Watchmen (HBO): WOW. Some pretty intense reveals that I won’t spoil here for those who haven’t seen, but not sure there’s a better, more confident fully-formed first-season drama since ER. Also, welcome back Don Johnson (and good job in Knives Out, too!)

Amazingly enough, Adam Driver: Dude had a banner year, no? He killed it in Marriage Story, was great in The Report, and even had a strong redemption arc in The Rise of Skywalker.

Marriage Story: Brutal to watch but the best movie about a toxic relationship since, what, Kramer vs. Kramer?

1917: This movie left me floored. The cinematography, the music, the acting, the scope. My pick for Best Picture of 2019.

Sadly, RIP: I’d be remiss to leave out some major losses this year, including one of the biggest TV icons of my childhood, Luke Perry.

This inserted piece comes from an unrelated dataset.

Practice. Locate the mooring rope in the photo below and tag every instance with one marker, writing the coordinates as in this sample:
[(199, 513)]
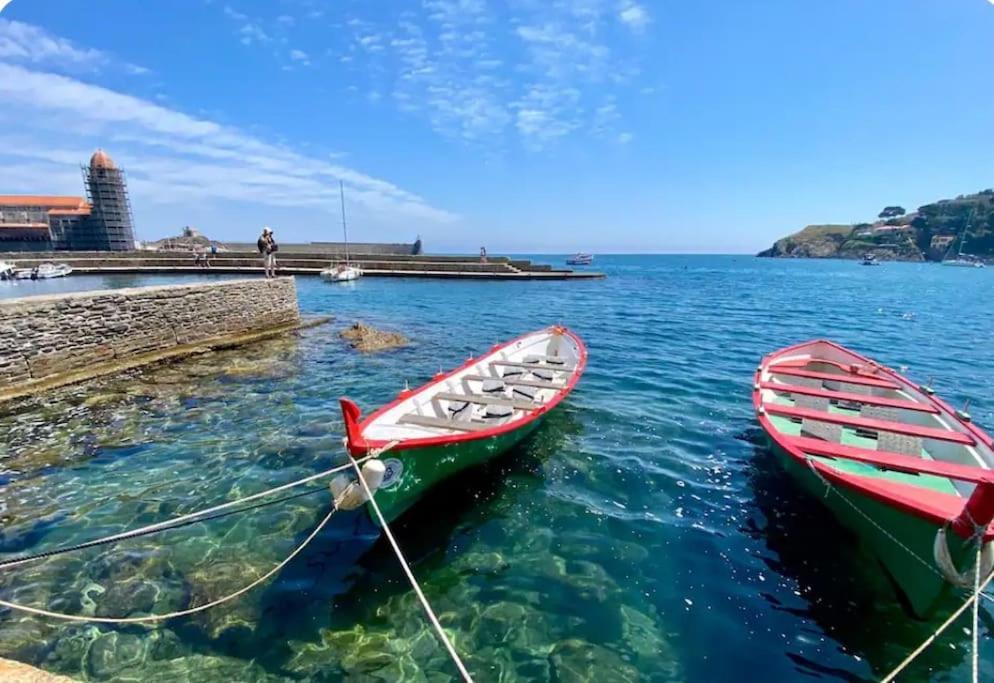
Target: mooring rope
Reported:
[(410, 575), (182, 520), (174, 525), (179, 613), (972, 600)]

For those asking “Where is [insert favorite movie or TV show] on your list?” the following did not make the cut: Rocketman, although Taron Egerton was great; Lucy in the Sky; Ad Astra (two space movies back to back!); Hustlers; Judy, which had a great Renee Zellwegger performance but overall was just meh; Once Upon A Time….In Hollywood (more like once upon a time my fiancee almost fell asleep out of boredom, amirite); The Irishman, which actually did bore my fiancee to sleep; Uncut Gems, which I wanted to love but just found blah; and, it pains me to say, The Good Place, which really fell off in quality in its final season.

What did I miss? (Thankfully that dumb HBO show with dragons ended this year. And no, I don’t care one lick about Fleabag or Succession.)